Eskimo
© Alaska Stock
The first migrants to the Americas were descendants of the human species that arose in Africa and were part of the dispersal of modern humans around the planet, according to a new study published in the journal Evolutionary Anthropology.

"We have always assumed that the initial peopling of the Western Hemisphere was a single, unique and independent event," Dennis O'Rourke, a professor of anthropology and Kansas University, said in a news release. "By seeing it as part of a larger global process, everything we learn about other dispersals into geographic areas out of Africa within the last 50,000 years or so are relevant to our understanding of the American case."

The great migration unification

Up to now, settlement of the Americas appeared to be mostly separate from the out-of-Africa dispersal that started around 50,000 years ago. The earliest Americans were thought to be descended from a small subset of Eurasians that moved to North America fewer than 15,000 years ago.

However, archaeological findings since 2000 have revealed that Homo sapiens occupied the land bridge between Asia and North America, known as Beringia, prior to 30,000 years ago and during what is referred to as the Last Glacial Maximum (LGM), the last time ice sheets were at their largest.

"Linking the process of peopling near the time of the LGM brings the idea of 'refugia,' which we see for populations elsewhere at this time, into sharper focus as a possible mechanism for source populations in the Americas and the role that may play in structuring the genetic variation we see early in the record," O'Rourke said about the study.

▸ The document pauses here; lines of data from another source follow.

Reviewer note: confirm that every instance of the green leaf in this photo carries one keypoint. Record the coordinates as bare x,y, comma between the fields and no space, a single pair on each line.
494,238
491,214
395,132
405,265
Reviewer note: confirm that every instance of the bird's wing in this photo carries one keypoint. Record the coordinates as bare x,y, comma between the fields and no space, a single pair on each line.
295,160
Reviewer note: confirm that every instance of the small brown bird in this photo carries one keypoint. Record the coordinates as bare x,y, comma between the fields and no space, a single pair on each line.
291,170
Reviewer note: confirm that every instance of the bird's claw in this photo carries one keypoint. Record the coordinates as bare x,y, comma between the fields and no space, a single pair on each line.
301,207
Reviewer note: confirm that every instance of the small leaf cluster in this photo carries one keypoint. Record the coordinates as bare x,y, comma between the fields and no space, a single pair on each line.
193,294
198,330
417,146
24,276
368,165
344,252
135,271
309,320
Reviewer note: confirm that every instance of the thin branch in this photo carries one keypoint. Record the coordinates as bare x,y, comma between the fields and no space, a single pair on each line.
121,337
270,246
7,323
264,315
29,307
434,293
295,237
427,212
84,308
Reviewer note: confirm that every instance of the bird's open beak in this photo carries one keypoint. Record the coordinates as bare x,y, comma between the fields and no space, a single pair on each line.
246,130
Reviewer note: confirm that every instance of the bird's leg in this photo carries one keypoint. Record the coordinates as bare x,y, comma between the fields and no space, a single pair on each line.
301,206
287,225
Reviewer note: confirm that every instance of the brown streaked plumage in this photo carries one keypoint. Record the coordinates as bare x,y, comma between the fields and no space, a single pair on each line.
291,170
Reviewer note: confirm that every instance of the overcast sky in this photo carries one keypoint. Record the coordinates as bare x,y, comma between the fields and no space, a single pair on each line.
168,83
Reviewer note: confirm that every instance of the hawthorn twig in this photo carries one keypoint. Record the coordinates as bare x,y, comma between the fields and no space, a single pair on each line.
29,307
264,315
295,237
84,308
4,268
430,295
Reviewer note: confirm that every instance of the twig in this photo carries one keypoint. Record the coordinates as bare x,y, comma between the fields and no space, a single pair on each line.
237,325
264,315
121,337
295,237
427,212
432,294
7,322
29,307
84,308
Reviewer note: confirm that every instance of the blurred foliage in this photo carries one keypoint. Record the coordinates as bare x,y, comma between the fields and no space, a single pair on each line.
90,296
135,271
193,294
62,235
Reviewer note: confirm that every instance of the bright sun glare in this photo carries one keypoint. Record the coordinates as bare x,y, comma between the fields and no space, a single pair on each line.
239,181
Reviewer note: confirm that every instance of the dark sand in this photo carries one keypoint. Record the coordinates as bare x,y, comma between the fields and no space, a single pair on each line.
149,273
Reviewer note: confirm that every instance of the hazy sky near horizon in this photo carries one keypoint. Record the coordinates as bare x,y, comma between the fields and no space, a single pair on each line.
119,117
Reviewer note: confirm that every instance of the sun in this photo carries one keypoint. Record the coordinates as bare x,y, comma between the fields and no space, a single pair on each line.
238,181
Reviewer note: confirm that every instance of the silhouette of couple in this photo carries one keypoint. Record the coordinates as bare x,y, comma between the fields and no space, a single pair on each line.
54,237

The "Beringian Standstill Hypothesis," is founded on the evaluation of mitochondrial DNA in specimens from living Native American and Siberian people. The DNA evidence and historical climate research indicated the isolated residents of Beringia migrated at the conclusion of the LGM to stay away from rising sea levels.

O'Rourke said the research pointed to many questions around the complicated migration of people across Beringia. He said future studies should look for high-quality ancient DNA information from northeast Siberia from 15,000 to 30,000 years ago.

"Augmenting the paleoecological record across the Bering Sea basin, and expanding the archaeological record around the western and southwestern coasts of Alaska, would be quite useful," he said.